Warriors coaches understand why team inspires juicy debate this season

Monte Poole
NBC Sports BayArea

As the flurry of activity that defined this NBA summer ambles toward its end, debating the future of the Warriors continues to run hotter than it has since 2008, when folks argued the merits and potential of Year 2 of the "We Believe" team.

After four seasons during which it was widely accepted that the Warriors were championship favorites, 2019-20 brings fresh intrigue and -- as we've learned in casual conversations around the league -- sharp differences of opinion among media members, scouts, agents and others.

One side: If Stephen Curry and Draymond Green stay healthy, they can reach 50 wins. Maybe more. And if Klay Thompson makes a strong return by March, they'll win a playoff series.

Scroll to continue with content
Ad

The other side: Anyone putting the Warriors in the playoffs is delusional. Their defense will spring too many leaks, Curry is bound to miss games, they're too small and the Western Conference is too deep.

Seeking a candid opinion from an informed individual, I reached out to Warriors assistant coach Ron Adams. He's pragmatic, devoid of BS and, obviously, has a stake in the matter. I dropped some of the outside chatter into his lap.

"I don't know," he said recently, chuckling. "I mean, we have a lot of moving parts, a lot of young players. They're good guys, willing to learn and eager to get better.

"I'm hopeful."

Adams is 11 days away from perhaps his most important season as a member of Steve Kerr's coaching staff. He thrived in his initial role, to coordinate and promote a defensive mentality. His new role means a reduction in game input, with greater emphasis on behind-the-scenes development. His job is to help the kids grow up.

He has a ton of clay to mold.

D'Angelo Russell last season progressed from gifted player to All-Star. What's next for D-Lo? The Warriors, for the first time under this staff, which has been revamped, will need contributions from at least one rookie, maybe two. Can 7-foot Willie Cauley-Stein become, at age 26, the rim protector in San Francisco he was not during four seasons in Sacramento?

Adams on Russell: "I've spent some time with D'Angelo and I find him to be a really charming guy. Intuitively, I really like him as a person. He's still young, still growing, but I like what I see. He's going to help us."

On rookies Jordan Poole, Eric Paschall and Alen Smailagic: "I like all of them. We have a really good crop of gym rats. I don't think there's any question Jordan is a pro shooter. He has quick release, can handle and has defensive potential.
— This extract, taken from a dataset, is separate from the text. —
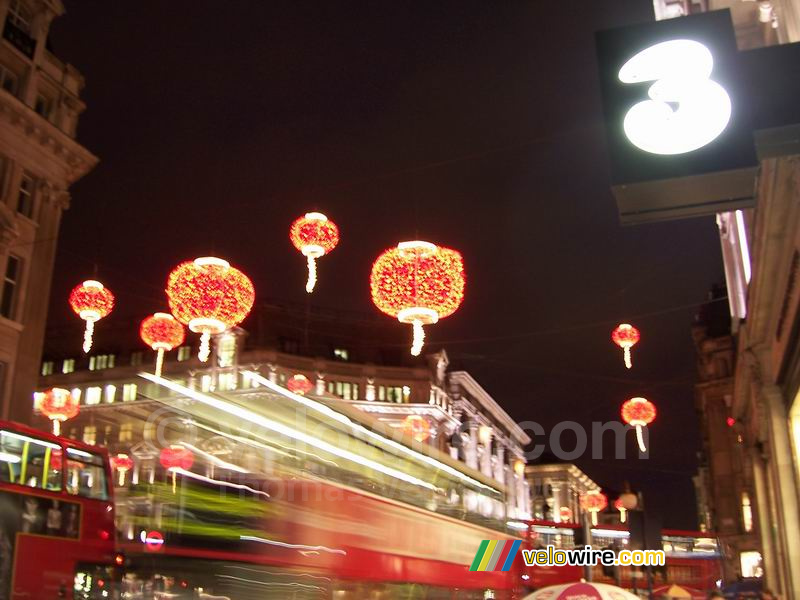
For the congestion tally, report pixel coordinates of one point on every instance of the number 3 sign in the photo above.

"Eric has a chance to contribute this year. He needs to keep working on his shot, but he's got a good vibe. Alen is very dedicated and wants to be good, but he's pretty green."
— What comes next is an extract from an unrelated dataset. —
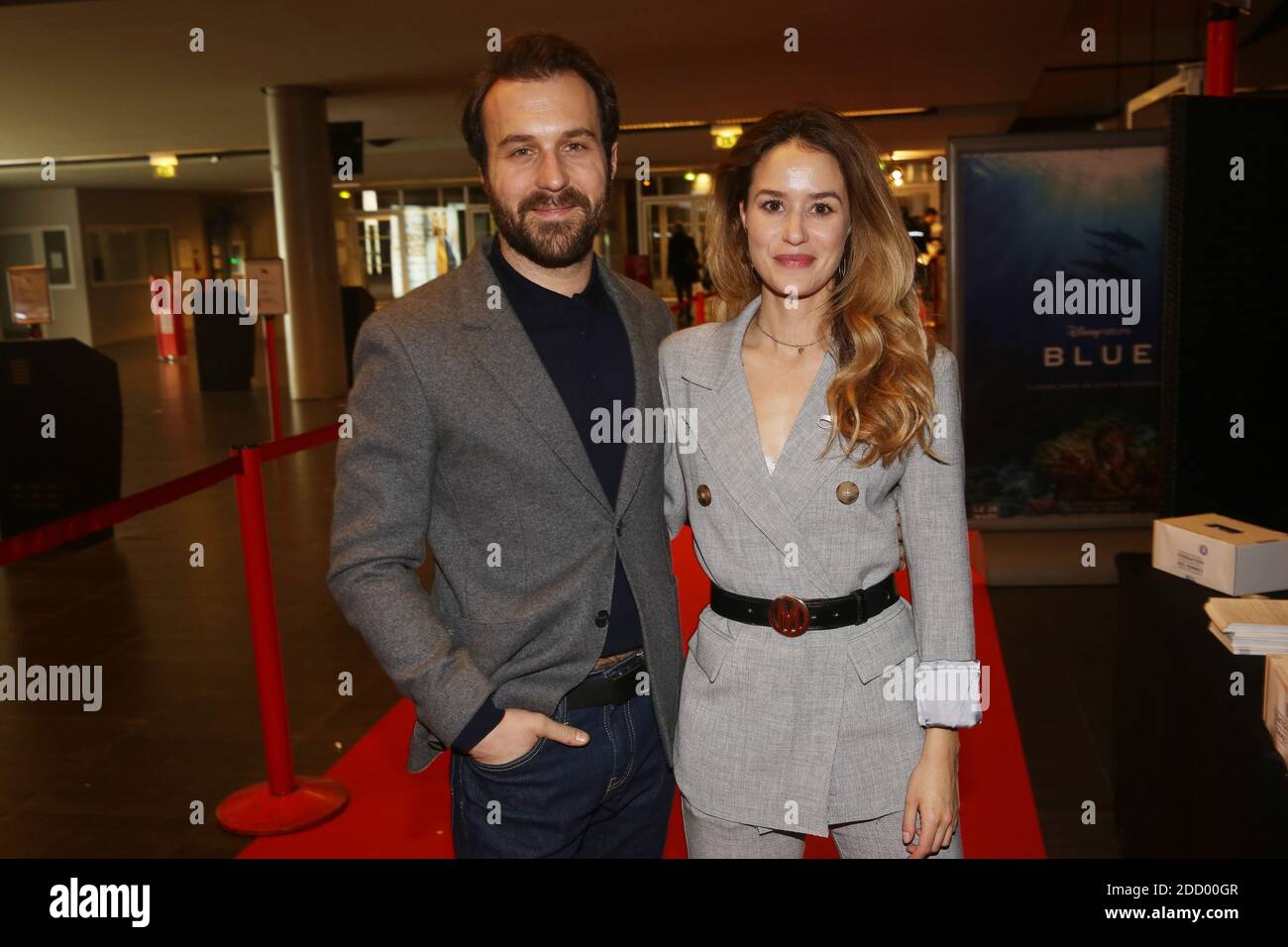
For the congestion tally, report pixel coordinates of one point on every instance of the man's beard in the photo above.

On Cauley-Stein: "This experiment is going to be really interesting. He's got length and he's a good athlete. He's got some developing to do, and I think he knows that."

On the reserves playing behind Curry, Green, Russell, Cauley-Stein (the presumptive starter) and whomever opens the season at small forward: "Our bench could be a little more dynamic, regarding the ability to score, than it was last season. But stopping people is going to be challenging."
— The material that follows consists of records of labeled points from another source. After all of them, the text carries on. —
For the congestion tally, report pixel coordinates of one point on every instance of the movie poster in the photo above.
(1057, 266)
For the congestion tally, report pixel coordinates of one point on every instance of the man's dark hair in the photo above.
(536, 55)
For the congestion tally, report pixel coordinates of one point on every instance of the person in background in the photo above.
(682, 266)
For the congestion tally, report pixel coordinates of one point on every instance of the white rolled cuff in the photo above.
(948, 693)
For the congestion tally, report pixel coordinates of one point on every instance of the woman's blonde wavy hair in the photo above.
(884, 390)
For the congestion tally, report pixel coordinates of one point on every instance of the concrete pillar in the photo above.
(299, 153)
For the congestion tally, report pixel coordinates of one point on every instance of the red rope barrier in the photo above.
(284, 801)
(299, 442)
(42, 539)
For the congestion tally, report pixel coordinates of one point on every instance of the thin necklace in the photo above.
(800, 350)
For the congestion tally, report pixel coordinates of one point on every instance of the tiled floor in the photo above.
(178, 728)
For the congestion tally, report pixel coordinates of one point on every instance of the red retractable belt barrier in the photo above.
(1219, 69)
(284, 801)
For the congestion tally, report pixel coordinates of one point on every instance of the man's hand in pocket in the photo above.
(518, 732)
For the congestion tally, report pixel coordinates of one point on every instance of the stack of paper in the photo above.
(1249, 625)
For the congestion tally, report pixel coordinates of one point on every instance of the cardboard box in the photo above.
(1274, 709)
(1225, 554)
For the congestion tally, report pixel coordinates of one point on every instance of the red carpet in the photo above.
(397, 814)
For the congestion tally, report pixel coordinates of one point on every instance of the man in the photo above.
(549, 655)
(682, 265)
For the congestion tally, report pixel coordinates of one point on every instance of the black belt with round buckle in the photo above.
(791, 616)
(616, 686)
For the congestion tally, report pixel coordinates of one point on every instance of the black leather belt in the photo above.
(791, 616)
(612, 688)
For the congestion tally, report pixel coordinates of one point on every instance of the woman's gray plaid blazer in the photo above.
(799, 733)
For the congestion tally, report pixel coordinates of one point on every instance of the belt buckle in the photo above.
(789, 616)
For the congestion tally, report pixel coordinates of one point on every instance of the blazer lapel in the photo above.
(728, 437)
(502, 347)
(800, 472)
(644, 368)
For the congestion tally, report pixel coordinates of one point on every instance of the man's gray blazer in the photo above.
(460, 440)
Adams can be an old-school contrarian, but he enjoys the teaching aspect of his job. That's one reason for modifying his duties toward that end.

Kerr, on the other hand, takes more of a new-school approach, no doubt because of his own 15-year playing career.

But, yes, both agree that defense is going to be pivotal.

"Nobody knows what we have right now," Kerr said earlier this summer on the Warriors Insider podcast. "We know what we've lost. We've lost Kevin Durant, Andre Iguodala, Shaun Livingston and Klay Thompson. So, from that perspective it doesn't sound that great."

Kerr allowed himself a laugh before continuing.

"We've got all these young guys and we've got to see how they fit together. We've got to figure out how we're going to play, who can play together and what our defense is going to look like. That's probably the thing I'm most worried about. We've had a great, versatile defensive club every year since I've been here, and we're losing so much of that defensive versatility on the perimeter.

"We've got a lot to sort through."

[RELATED: Biggest questions Warriors face heading into this season]

That's why there is such fuel to the debate. The Warriors have gone from sure thing to mystery team. Adams and Kerr know what's ahead, and they understand it will be their most challenging season.

On that point, there is not even a rumor of debate.